Senator of the College of Justice
- In office 1997–2010
- Monarch: Elizabeth

Personal details
- Born: Derek Robert Alexander Emslie 21 June 1949 (age 76) Edinburgh, Scotland
- Spouse: Elizabeth Carstairs
- Relations: George Emslie, Baron Emslie (father); Nigel Emslie, Lord Emslie (brother)
- Alma mater: Gonville and Caius College, Cambridge University of Edinburgh
- Profession: Advocate

= Derek Emslie, Lord Kingarth =

Derek Robert Alexander Emslie, Lord Kingarth (born 21 June 1949) is a judge of the Supreme Courts of Scotland, sitting in the High Court of Justiciary and the Inner House of the Court of Session. He is the son of former Lord President George Emslie, Baron Emslie, and younger brother of fellow judge Nigel Emslie, Lord Emslie, and older brother of rhino conservationist Dr Richard Emslie.

==Early life==
Emslie was educated at the Edinburgh Academy and Trinity College, Glenalmond, before studying at Gonville and Caius College, Cambridge (BA) and the School of Law of the University of Edinburgh (LLB). He was admitted to Faculty of Advocates in 1974, becoming a Queen's Counsel in 1987. As a young man he was a keen sportsman, playing scrum-half for Edinburgh Wanderers and midfield for Spartans F.C. During the game between Oxford and Cambridge University football clubs at Wembley Stadium, Emslie's was the first name ever displayed on the new electronic scoreboard, in 1969 when he scored the opening goal.

==Legal career==
He served from 1979 to 1987 as Standing Junior Counsel (legal advisor appointed by the Lord Advocate) to the Department of Health and Social Security, and from 1985 to 1988 as an Advocate Depute, representing the Crown in prosecutions and appeals in the High Court. From 1988 to 1995, he was a part-time Chairman of the Pension Appeal Tribunal, and from 1990 the Medical Appeal Tribunal. He was elected Vice-Dean of the Faculty of Advocates in 1995, holding this post until 1997, at which time his brother was elected Dean of the Faculty.

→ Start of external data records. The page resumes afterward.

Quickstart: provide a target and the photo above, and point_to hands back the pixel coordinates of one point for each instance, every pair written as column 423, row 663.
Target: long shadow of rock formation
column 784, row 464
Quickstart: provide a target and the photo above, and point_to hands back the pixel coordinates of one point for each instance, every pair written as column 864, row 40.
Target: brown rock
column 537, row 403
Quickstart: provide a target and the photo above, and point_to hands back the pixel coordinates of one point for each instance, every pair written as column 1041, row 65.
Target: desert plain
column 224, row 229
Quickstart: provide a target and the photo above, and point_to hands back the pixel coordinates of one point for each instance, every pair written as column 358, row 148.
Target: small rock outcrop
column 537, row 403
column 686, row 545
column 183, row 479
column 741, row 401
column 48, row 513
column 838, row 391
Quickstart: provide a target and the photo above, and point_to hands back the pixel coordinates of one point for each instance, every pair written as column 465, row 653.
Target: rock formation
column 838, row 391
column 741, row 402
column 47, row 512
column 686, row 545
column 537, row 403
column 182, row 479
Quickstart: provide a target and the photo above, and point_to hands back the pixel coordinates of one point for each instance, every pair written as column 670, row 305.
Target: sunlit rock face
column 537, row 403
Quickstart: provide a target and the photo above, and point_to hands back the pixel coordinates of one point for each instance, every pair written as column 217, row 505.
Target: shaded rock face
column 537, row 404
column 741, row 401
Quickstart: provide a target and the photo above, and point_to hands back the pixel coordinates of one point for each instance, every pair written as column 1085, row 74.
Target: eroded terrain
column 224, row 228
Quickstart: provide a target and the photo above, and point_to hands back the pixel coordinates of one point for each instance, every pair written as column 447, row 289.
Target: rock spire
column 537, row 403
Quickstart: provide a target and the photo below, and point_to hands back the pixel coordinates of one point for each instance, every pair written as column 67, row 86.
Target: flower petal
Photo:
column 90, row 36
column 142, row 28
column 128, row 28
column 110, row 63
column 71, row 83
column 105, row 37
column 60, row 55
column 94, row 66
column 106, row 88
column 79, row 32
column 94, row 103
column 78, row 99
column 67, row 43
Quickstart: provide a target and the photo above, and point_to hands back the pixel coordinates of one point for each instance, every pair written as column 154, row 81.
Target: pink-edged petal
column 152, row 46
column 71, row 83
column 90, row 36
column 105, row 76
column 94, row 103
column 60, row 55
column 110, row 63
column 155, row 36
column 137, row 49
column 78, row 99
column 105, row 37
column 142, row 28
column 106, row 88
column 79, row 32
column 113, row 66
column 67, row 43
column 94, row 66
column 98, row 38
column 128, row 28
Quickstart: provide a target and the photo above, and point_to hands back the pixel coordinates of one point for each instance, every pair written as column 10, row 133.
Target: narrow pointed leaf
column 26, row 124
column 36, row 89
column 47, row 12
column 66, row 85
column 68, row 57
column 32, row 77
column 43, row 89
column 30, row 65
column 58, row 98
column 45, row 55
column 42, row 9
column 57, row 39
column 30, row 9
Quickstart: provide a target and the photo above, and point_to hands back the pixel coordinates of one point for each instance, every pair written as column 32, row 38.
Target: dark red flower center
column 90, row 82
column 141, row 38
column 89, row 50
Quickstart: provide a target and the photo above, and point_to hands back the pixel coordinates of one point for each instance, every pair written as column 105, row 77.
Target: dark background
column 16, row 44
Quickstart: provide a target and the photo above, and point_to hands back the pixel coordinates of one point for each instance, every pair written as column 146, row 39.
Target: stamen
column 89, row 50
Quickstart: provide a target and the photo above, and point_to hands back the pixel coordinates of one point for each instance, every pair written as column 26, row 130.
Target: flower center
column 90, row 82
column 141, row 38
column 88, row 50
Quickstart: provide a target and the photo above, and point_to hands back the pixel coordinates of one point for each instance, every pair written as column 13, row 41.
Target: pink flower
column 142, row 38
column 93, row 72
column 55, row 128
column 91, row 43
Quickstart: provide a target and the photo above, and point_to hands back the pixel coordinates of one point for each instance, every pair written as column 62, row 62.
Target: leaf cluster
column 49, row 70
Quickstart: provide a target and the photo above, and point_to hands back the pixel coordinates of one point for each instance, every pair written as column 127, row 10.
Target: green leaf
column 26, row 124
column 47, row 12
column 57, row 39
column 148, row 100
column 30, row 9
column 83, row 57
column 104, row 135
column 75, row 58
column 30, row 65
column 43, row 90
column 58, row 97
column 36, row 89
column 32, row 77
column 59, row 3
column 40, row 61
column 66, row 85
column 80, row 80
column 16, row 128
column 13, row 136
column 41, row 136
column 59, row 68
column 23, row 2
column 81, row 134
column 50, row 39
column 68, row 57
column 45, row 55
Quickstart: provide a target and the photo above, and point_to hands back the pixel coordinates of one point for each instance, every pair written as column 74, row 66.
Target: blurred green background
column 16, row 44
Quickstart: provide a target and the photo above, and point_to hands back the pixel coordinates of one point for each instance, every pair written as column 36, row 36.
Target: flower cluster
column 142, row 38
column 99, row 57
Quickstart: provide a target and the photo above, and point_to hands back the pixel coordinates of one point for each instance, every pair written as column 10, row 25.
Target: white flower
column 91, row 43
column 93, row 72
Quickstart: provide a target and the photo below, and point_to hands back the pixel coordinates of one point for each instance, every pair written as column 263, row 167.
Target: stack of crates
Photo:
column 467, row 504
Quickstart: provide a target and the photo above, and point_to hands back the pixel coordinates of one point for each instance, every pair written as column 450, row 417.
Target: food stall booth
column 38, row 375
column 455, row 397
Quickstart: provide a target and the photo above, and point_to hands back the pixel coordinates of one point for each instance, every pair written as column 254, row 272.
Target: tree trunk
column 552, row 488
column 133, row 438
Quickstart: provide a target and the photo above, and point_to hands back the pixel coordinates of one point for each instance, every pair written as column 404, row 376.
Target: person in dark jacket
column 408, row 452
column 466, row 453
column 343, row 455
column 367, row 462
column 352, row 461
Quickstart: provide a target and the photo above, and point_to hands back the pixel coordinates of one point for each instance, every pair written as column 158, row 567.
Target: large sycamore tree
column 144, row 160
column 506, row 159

In 1997, he was appointed a Senator of the College of Justice, a judge of the Court of Session and High Court of Justiciary, Scotland's Supreme Courts, with the judicial title, Lord Kingarth. He was promoted to the Inner House of the Court of Session in 2005, at which time he was appointed to the Privy Council.

==Personal life==
Emslie married Elizabeth Carstairs in 1974, with whom he has a son and two daughters.